Hasil menunjukkan adanya peningkatan risiko kematian terkait COVID-19 pada pasien PPOK yang mendapat kombinasi kortikosteroid inhalasi dengan agonis beta long-acting (LABA) dan antagonis muskarinik long-acting (LAMA) dibandingkan dengan pasien yang hanya mendapat LABA-LAMA saja.
Selain itu, hasil studi juga menunjukkan peningkatan risiko kematian pada pasien asma yang mendapat kortikosteroid inhalasi dosis tinggi bila dibandingkan dengan pasien asma yang hanya menerima agonis beta short-acting (SABA) saja. Efek ini hanya terlihat pada kortikosteroid inhalasi dosis tinggi dan tidak terlihat pada dosis rendah atau sedang.[6,7]

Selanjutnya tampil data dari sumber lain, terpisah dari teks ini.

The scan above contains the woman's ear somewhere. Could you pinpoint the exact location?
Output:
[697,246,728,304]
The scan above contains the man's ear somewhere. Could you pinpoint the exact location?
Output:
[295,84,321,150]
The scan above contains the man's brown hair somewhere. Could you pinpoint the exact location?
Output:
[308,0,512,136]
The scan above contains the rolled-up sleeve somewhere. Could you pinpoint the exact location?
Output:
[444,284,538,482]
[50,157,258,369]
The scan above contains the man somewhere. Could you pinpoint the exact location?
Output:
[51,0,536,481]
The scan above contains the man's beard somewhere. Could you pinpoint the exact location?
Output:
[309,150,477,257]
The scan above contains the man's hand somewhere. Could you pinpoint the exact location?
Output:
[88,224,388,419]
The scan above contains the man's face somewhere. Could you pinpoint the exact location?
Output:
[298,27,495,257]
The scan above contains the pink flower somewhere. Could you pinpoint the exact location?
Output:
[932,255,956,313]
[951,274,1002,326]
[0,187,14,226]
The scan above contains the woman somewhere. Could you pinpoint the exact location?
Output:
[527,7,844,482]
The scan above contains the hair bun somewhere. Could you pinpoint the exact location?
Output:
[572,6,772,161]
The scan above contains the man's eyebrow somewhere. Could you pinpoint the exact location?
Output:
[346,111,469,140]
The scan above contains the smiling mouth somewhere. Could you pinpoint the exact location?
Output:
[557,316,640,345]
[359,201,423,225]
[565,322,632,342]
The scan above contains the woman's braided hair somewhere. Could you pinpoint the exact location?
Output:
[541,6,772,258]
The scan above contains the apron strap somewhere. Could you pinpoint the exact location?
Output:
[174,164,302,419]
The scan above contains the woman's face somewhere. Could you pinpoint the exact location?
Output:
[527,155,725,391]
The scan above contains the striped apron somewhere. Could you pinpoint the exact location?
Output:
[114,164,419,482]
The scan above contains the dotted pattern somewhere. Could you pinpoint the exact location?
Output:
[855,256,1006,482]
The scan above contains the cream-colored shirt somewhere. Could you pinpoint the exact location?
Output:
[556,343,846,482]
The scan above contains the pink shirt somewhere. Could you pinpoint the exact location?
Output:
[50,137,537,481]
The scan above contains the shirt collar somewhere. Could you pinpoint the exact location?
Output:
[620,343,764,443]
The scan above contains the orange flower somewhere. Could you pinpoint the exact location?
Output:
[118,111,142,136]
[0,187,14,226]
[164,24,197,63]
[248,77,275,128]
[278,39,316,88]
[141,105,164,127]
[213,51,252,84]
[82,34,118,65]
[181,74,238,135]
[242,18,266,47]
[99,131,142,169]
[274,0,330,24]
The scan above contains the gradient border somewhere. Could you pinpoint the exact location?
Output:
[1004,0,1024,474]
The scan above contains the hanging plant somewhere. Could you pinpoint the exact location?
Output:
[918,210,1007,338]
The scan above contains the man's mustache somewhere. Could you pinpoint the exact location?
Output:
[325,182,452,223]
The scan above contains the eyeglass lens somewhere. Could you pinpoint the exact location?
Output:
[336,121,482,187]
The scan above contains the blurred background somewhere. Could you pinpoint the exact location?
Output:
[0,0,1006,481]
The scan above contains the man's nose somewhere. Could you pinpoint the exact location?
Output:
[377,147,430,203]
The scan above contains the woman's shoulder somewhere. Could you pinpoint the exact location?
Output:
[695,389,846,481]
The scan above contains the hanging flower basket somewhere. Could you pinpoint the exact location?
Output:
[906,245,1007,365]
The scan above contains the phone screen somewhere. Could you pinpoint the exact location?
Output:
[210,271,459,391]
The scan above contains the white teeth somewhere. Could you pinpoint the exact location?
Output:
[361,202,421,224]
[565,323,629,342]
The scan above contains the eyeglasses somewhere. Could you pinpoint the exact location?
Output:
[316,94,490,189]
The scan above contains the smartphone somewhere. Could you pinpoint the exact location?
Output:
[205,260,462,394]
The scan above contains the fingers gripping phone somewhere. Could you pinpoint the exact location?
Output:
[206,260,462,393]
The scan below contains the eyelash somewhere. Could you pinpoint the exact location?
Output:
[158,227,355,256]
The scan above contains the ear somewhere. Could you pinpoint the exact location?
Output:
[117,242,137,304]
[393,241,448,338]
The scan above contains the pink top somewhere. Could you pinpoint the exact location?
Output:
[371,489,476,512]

Studi ini berkesimpulan bahwa kortikosteroid inhalasi tidak memiliki efek protektif terhadap COVID-19. Namun, studi ini juga belum bisa memastikan bahwa kortikosteroid inhalasi benar dapat memperburuk COVID-19 karena banyak faktor perancu yang tidak terukur dalam studinya. Data yang dipakai adalah rekam medis elektronik yang memiliki kemungkinan data-data tidak terisi lengkap.

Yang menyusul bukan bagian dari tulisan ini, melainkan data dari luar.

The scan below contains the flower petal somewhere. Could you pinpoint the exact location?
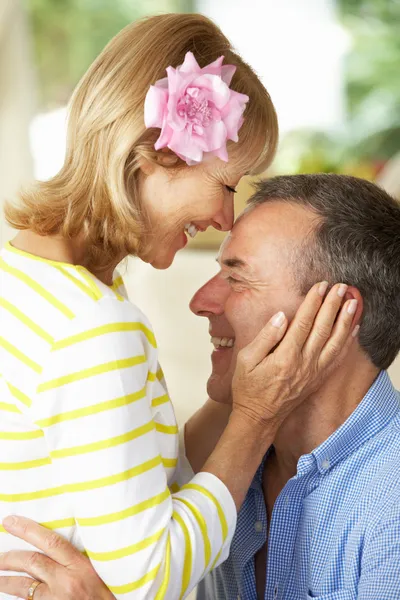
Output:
[168,130,203,162]
[202,121,227,152]
[221,65,236,85]
[154,122,173,150]
[192,75,231,109]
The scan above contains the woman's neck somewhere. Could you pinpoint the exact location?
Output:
[11,230,120,285]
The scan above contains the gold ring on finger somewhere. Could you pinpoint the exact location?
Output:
[28,581,42,600]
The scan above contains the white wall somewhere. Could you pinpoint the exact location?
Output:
[196,0,349,132]
[0,0,34,247]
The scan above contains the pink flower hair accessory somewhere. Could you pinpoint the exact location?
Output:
[144,52,249,165]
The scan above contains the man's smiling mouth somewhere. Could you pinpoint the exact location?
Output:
[211,337,235,350]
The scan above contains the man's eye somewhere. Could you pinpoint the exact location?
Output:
[226,275,242,285]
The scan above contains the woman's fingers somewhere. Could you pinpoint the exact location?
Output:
[0,576,47,600]
[318,299,359,369]
[303,283,348,356]
[0,550,60,583]
[3,516,83,573]
[238,312,288,372]
[279,281,329,354]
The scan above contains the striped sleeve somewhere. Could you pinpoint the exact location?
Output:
[29,298,236,600]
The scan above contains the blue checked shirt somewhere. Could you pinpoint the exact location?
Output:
[197,371,400,600]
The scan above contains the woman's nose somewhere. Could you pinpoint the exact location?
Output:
[189,275,229,317]
[213,194,235,231]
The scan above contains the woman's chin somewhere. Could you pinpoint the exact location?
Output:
[146,233,187,270]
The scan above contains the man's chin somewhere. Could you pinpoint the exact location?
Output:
[207,373,232,404]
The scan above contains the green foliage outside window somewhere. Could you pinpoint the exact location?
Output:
[276,0,400,179]
[24,0,191,110]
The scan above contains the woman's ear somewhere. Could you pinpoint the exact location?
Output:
[139,156,157,176]
[139,148,179,176]
[344,286,364,325]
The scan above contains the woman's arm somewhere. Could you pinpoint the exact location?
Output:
[0,286,352,600]
[181,398,232,473]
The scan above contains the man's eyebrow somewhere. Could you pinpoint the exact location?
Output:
[217,257,248,270]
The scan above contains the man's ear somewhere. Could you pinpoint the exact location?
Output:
[343,285,364,325]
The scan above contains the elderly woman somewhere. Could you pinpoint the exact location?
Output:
[0,14,351,600]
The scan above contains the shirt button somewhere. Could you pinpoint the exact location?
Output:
[321,458,331,469]
[254,521,264,533]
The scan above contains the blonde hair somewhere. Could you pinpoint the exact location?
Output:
[5,14,278,268]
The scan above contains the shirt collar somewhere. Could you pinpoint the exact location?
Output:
[310,371,400,473]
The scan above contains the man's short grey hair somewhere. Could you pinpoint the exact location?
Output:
[249,173,400,369]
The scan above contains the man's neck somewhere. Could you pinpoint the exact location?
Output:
[274,349,379,481]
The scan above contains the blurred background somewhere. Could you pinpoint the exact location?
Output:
[0,0,400,422]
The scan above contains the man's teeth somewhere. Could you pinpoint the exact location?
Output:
[185,223,199,237]
[211,337,235,348]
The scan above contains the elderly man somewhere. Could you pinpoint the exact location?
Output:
[186,175,400,600]
[0,175,400,600]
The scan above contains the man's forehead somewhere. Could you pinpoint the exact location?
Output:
[217,230,253,273]
[217,202,312,273]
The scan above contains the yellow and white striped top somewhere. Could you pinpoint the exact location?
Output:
[0,244,236,600]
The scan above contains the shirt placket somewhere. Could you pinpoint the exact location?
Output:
[265,473,314,600]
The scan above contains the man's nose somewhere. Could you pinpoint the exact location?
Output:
[213,199,235,231]
[189,275,229,317]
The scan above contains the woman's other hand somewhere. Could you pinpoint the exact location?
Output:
[0,517,115,600]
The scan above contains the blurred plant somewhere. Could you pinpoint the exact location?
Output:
[339,0,400,159]
[24,0,190,109]
[273,0,400,180]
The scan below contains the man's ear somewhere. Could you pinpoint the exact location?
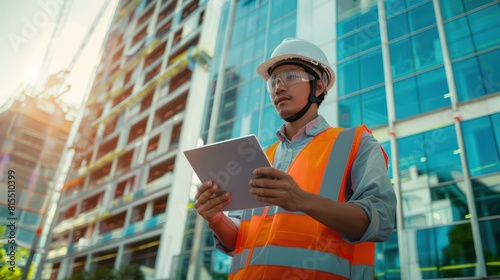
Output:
[316,80,325,96]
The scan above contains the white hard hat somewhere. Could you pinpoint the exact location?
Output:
[257,38,335,89]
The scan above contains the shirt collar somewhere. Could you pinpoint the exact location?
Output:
[276,115,330,142]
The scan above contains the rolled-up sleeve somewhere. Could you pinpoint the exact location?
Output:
[213,216,241,257]
[344,133,396,242]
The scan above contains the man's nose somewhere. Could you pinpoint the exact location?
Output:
[275,79,286,93]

Risiko mortalitas yang lebih tinggi tersebut mungkin dirancu oleh penyakit komorbid lain yang tidak dihitung. Selain itu, mortalitas yang lebih tinggi pada pengguna kortikosteroid inhalasi juga mungkin disebabkan karena pasien asma atau PPOK yang mendapatkan kortikosteroid umumnya adalah mereka dengan kondisi penyakit paru yang memang sudah lebih buruk daripada yang hanya mendapat agonis beta.[6,7]
Studi Halpin et al
Suatu kajian sistemik yang dilakukan oleh Halpin et al meneliti pengaruh kortikosteroid inhalasi terhadap luaran klinis COVID-19. Dari sekitar 59 publikasi yang diidentifikasi, pelaku studi tidak menemukan bukti efek protektif maupun efek negatif kortikosteroid inhalasi bagi pasien asma dan PPOK yang mengalami COVID-19.

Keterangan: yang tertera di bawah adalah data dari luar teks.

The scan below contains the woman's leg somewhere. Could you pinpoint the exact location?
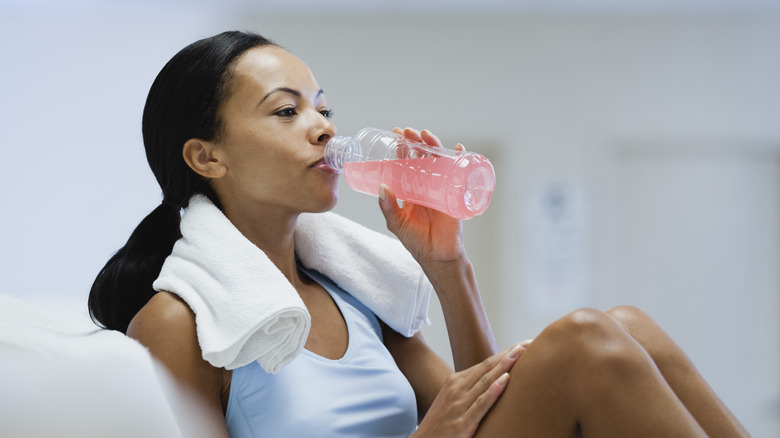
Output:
[607,306,749,437]
[476,309,706,438]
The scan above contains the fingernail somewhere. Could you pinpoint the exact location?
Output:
[506,344,525,360]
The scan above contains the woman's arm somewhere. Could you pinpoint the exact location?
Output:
[379,128,498,371]
[127,292,229,438]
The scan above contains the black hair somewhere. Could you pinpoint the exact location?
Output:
[88,31,276,333]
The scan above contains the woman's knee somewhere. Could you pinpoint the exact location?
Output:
[551,308,650,373]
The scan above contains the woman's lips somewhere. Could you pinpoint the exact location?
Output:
[311,158,338,174]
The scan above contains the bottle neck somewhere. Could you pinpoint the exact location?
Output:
[325,136,360,173]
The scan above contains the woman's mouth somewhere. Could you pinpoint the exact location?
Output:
[311,158,338,175]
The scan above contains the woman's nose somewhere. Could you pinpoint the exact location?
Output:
[314,118,336,145]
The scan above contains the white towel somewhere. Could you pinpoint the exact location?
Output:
[153,195,432,373]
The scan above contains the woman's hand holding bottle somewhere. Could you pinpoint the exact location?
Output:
[379,128,465,265]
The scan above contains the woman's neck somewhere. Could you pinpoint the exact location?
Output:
[223,200,300,285]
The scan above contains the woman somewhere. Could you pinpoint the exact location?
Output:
[89,32,747,438]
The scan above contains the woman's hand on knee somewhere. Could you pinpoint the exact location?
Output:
[412,342,527,438]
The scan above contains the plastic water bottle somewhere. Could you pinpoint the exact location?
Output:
[325,128,496,219]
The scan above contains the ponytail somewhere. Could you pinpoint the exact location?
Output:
[88,32,274,333]
[88,203,181,333]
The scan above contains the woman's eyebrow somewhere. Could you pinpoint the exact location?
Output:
[257,87,325,106]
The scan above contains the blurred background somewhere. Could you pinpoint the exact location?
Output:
[0,0,780,437]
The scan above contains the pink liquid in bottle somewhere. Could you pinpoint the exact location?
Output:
[344,155,495,219]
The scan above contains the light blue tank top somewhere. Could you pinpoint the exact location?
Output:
[225,270,417,438]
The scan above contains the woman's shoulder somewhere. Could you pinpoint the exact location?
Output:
[127,291,195,337]
[127,291,200,359]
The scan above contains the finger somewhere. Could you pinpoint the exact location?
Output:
[464,373,509,430]
[420,129,441,147]
[469,344,525,397]
[404,128,422,142]
[379,183,403,231]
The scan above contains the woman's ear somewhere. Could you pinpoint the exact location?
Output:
[182,138,227,179]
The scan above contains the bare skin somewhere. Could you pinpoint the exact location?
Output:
[128,47,746,438]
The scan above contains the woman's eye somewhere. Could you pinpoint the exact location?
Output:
[276,107,298,117]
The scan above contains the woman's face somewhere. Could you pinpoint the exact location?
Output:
[212,46,338,217]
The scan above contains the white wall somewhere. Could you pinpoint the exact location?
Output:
[0,6,780,436]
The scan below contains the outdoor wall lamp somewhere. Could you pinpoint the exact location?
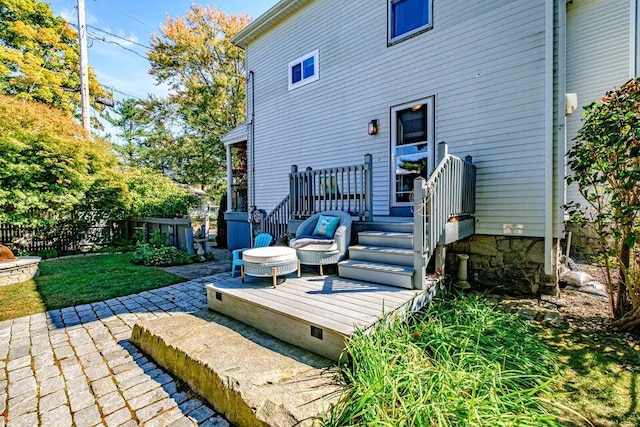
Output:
[367,119,378,135]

Bukti yang ada terkait hal ini dinilai masih sangat inkonklusif bila dibandingkan dengan bukti yang sudah jelas bahwa kortikosteroid inhalasi berperan penting untuk mencegah eksaserbasi akut pada pasien asma dan PPOK. Oleh karena itu, studi ini menyarankan penggunaan kortikosteroid inhalasi pada pasien asma dan PPOK untuk tetap dilakukan secara rutin sesuai dengan tata laksana awal yang diberikan.[2]
Kesimpulan
Hingga saat ini, bukti yang ada tentang efek protektif maupun efek buruk kortikosteroid inhalasi terhadap COVID-19 masih inkonklusif. Terdapat studi yang menunjukkan bahwa pasien asma dan PPOK yang menggunakan kortikosteroid inhalasi memiliki risiko mortalitas lebih tinggi. Namun, hal ini mungkin bias karena pasien asma dan PPOK yang menerima kortikosteroid umumnya adalah mereka yang memang sudah memiliki penyakit paru lebih parah daripada yang hanya mendapat agonis beta.
Mengingat bukti yang ada terkait dampak kortikosteroid inhalasi pada COVID-19 masih sangat inkonklusif, sedangkan bukti yang ada tentang manfaat obat ini untuk prevensi eksaserbasi asma dan PPOK sudah sangat kuat, kortikosteroid inhalasi disarankan untuk tetap digunakan oleh pasien asma dan PPOK selama pandemi COVID-19.